The 5-foot-10, 170-pounder had the best day of his career last Saturday in a 49-42 double-overtime loss to URI. He caught six passes for 221 yards, three covering 80, 44 and 49 yards. He also returned five kicks for 102 yards with a long return of 34 yards. His receiving yardage was the fourth-best in Brown history and his all-purpose yardage of 323 was the fifth-best in Ivy League history and the most since Michael Lerch of Penn racked up 463 yards against Brown in 1991. Raymond would have been the Ivy League offensive player of the week, but McLeod rushed for 256 yards, a Yale record, and scored five touchdowns in Yale's 38-17 victory over Holy Cross. He earned the weekly honor; Raymond made the honor roll.

All that meant little to Raymond, however, because Brown lost the game. The Bears (1-2) will try to rebound Saturday against Holy Cross (2-2) at Brown Stadium.

"The biggest thing now is to win this week," Raymond said yesterday after a class. "Football is more of a team game, and any play I make is a product of the other 10 guys on the field and the scout team giving me good looks."

Raymond has 12 catches for 360 yards and three touchdowns this year and has made big plays in every game. He caught a 33-yard pass for a touchdown against Duquesne. He grabbed five passes for 106 yards at Harvard and electrified the Saturday night crowd with a 63-yard catch-and-run for a touchdown. And Saturday against the Rams he brought the Brown Stadium crowd to its feet when he made an over-the-shoulder catch of a perfectly thrown Michael Dougherty pass and took it 80 yards for a touchdown. He made a similar catch later but was tripped up after a 49-yard gain.

In addition to outrunning defenses, Raymond catches balls in traffic over the middle and on the sidelines and blocks downfield.
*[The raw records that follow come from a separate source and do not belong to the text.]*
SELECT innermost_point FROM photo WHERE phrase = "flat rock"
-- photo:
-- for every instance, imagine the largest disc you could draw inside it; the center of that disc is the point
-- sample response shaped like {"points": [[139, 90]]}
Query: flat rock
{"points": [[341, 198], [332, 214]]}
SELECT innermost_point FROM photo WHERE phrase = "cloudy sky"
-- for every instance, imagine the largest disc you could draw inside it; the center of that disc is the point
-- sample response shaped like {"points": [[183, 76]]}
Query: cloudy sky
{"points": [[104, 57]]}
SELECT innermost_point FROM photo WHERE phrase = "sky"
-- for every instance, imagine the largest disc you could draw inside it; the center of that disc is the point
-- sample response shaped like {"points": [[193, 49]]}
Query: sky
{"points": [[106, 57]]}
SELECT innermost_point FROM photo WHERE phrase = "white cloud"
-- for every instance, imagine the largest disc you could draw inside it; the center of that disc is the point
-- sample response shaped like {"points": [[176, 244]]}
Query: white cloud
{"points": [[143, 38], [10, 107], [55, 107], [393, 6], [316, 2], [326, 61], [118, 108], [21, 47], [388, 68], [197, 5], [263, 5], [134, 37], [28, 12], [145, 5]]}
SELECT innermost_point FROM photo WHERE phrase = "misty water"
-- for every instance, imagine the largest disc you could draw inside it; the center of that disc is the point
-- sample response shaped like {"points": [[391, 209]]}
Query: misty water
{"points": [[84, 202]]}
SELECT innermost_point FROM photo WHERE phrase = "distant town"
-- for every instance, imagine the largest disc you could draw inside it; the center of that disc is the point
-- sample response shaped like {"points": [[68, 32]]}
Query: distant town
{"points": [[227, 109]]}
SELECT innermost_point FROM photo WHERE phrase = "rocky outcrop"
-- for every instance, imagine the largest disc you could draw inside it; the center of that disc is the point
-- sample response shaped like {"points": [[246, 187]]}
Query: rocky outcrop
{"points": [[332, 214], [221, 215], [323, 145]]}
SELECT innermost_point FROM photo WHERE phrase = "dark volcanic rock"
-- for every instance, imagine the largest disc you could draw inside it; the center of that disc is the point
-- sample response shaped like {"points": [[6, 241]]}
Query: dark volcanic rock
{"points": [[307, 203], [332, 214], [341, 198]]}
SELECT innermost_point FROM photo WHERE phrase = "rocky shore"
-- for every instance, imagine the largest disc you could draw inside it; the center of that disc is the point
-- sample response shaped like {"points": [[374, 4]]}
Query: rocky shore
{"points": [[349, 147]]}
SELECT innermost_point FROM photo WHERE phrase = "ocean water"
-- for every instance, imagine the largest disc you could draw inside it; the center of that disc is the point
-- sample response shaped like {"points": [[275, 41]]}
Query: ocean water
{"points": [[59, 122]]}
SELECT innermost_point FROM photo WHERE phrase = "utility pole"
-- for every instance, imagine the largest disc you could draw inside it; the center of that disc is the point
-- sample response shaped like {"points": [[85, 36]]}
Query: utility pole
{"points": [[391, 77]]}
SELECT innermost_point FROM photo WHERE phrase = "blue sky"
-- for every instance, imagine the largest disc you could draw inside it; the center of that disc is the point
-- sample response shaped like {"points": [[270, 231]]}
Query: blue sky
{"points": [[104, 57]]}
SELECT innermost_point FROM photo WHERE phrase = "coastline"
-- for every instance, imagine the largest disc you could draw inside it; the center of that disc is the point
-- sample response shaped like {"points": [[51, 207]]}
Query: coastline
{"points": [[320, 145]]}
Watch him on a football Saturday, and you'd never know he's a sprinter during the winter and spring.

"Track to me is straight-ahead running," Estes said. "Football is not even close. It's about change of direction, change of tempo. And there's no contact in track. You can get track guys who are fast, but they're not so fast on the football field."

Raymond has proven fast enough to attract NFL scouts and tough enough to bang with anybody in a different color uniform.

"He goes 100 miles per hour all the time, whether he's blocking or running. He's a guy who attacks people. He doesn't look all that big, but if he gets a hold of you, he'll take you down," Estes said.

"I'm not afraid of the contact," Raymond said. "Mentally, I've had it since I was young. When you make a play and get hit and can get back up, it shows you have the ability to endure and overcome."